The issue these athletes face is now that they are considered a “professional,” they are no longer allowed to return to their old school and participate in athletics, even with remaining eligibility years. The risk of entering the draft also increases now that college students have the ability to make money thanks to name, image and likeness contracts. Name, image and likeness contracts are a concept where college students are allowed to be paid based on their names, images and likenesses.
The Poly Post interviewed students on campus on whether they believe undrafted athletes from the NFL draft should be allowed to return to school with the ability to participate in athletics.
Gabriel Johnson |visual communication design student
“I think the rules are good as they are. The athletes obviously believe they are at a higher level than a normal college athlete since they entered the draft. So no, I think they have set the rules in place for a reason.”
Michael Rhee | biology student
“I do not think that is right, personally. I think they should be able to go back to their school and play for the school. If they are going to go back for their degree, you might as well, you know? It does not make much sense to me, honestly. I do not agree with that.
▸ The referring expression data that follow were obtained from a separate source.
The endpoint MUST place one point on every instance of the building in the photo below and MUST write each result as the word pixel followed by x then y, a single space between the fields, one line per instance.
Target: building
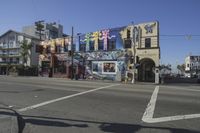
pixel 122 54
pixel 50 31
pixel 10 48
pixel 192 66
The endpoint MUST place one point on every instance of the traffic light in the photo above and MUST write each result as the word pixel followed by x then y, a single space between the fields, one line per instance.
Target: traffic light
pixel 39 49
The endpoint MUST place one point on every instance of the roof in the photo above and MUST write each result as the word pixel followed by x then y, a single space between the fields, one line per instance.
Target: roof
pixel 19 33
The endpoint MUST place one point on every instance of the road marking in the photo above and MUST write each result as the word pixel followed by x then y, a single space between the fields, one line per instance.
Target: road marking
pixel 149 112
pixel 63 98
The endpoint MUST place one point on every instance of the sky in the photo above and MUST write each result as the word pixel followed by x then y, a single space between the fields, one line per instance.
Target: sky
pixel 176 17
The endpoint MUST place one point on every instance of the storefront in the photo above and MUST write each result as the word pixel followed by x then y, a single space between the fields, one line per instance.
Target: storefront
pixel 129 52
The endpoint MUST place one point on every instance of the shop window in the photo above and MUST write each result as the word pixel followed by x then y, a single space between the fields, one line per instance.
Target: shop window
pixel 82 47
pixel 92 46
pixel 127 43
pixel 148 43
pixel 100 46
pixel 128 33
pixel 65 47
pixel 111 44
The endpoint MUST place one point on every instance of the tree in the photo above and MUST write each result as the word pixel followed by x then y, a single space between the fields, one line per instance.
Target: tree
pixel 25 51
pixel 181 68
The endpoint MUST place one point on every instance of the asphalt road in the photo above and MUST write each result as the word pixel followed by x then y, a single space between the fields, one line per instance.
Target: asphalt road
pixel 40 105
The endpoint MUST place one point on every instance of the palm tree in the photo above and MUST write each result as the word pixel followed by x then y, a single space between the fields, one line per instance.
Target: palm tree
pixel 25 51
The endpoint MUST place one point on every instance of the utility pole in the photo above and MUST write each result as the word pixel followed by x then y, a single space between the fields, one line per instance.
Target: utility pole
pixel 134 52
pixel 39 27
pixel 8 55
pixel 72 53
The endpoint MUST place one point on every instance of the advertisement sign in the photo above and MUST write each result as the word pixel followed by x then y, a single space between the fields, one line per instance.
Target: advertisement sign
pixel 109 67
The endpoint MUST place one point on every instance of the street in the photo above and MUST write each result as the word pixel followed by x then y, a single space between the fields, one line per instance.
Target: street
pixel 39 105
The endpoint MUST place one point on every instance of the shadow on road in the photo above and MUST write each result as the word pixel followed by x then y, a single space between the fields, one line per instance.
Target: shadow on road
pixel 108 127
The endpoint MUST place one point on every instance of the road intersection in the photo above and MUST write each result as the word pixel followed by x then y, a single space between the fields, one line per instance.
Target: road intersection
pixel 60 105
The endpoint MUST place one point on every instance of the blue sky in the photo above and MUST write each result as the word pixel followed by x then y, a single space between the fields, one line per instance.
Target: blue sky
pixel 175 17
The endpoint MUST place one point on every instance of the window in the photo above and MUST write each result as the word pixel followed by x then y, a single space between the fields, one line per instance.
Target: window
pixel 100 46
pixel 11 45
pixel 148 43
pixel 17 60
pixel 92 46
pixel 127 43
pixel 128 33
pixel 82 47
pixel 65 47
pixel 111 44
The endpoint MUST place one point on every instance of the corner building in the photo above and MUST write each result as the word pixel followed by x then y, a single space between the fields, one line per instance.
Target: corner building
pixel 112 54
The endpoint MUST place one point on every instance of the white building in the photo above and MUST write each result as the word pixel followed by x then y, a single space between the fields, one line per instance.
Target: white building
pixel 192 66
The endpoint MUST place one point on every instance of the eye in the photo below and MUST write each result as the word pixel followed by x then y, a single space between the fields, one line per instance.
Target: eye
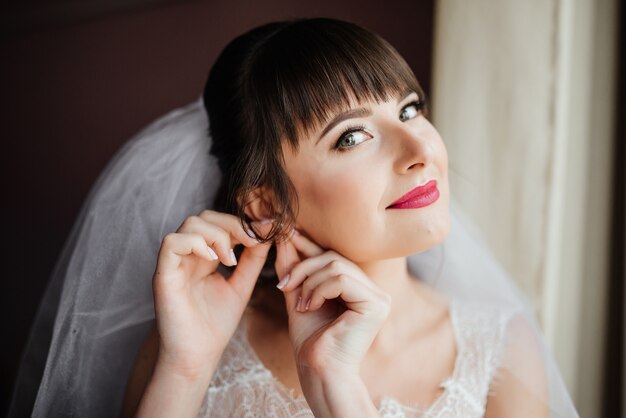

I believe it should be like the NBA where you can now go back and play if you go undrafted. It just does not seem fair to me at all.”
Ruben Zepeda| kinesiology student
“For reference, I do not know a lot about the NFL and the draft, but I’ve heard a lot about student athletes being regarded as professionals. But honestly, what has actually changed from when they were in college and now being undrafted? Nothing actually changes, but they treat them differently. I doubt they are getting sponsors at that point anyway. They can get paid in college and it does not make them a pro, so why would simply declaring for the draft make them one?”
German Gonzalez |music student
“I see both sides, but I think they should give as much flexibility to the students as possible, so they should still be able to have that opportunity to go get drafted. But if it does not work out, and it does not work out for most people, they should have the option to come back and play sports, especially if they have years available. If they cannot go pro and they love to play sports, then college should be a viable option at that point.”